Fish is not completely non-fat, but the fat which it contains is regarded by most nutritionists as “good fat.” Saturated fats are the ones which nutritionist generally encourage most people to avoid, as they can raises LDL (or “bad cholesterol”) levels. High intake of saturated fats and cholesterol can increase the risk of diabetes, while also affecting the many heart conditions that type 2 diabetes is often associated with. Since fish tends to contain unsaturated fats, and has a positive impact on HDL (or “good cholesterol”) levels, it is a generally healthy food. This is especially true when fish is grilled, or cooked in any other way that does not involve breading and frying it (which increases the amount of trans fats).
Omega-3 fatty acids are so well-known for their health benefits that even many people who do not consume fish regularly have been known to imbibe a spoonful of fish oil every morning. Fish oil also comes in supplemental tablets that can be bought at just about any local pharmacy.
Omega-3s help to improve vision, which often suffers as a result of diabetes. They can also help to fight depression, arthritis, asthma, and even Alzheimer’s. One of the primary benefits, however, is the lowered risk of heart conditions related to diabetes. This is because omega-3s can contain any one of three essential fatty acids, all of which have been known to lower the risk of heart disease by regulating the amount of triglycerides in the bloodstream. Not only do omega-3s lower the risk of various conditions, but they also help in the treatment of such conditions by increasing the effectiveness of related medications.

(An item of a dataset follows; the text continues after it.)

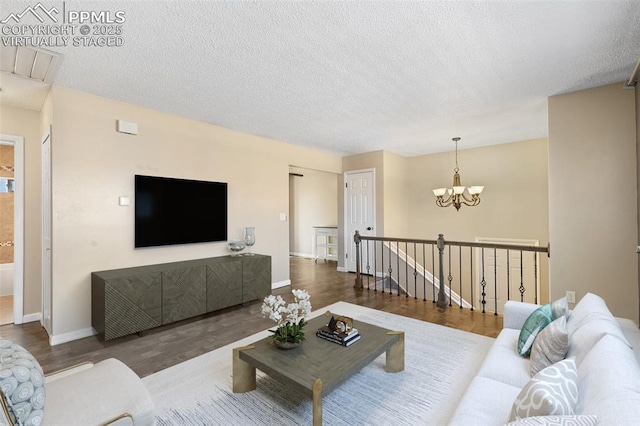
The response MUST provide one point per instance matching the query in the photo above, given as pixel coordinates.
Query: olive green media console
(132, 300)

There are some fish which are more beneficial in the above respects than others. Luckily, these are among the most common types of fish generally consumed. The list includes salmon, trout, halibut, tuna, sardines, and a few others. Proper utilization of this list will allow the diabetic to vastly increase their general consumption of fish without growing tired of any one particular taste.
There is one major caution which must be taken into account, and that is the fact that many types of fish contain high quantities of mercury. Mercury can be very dangerous, especially in high amounts. This is more of a risk with more rare types of seafood such as shark and swordfish, but tuna and mackerel (both of which are among the types which are healthier in all of the above concerns) fall under this category as well.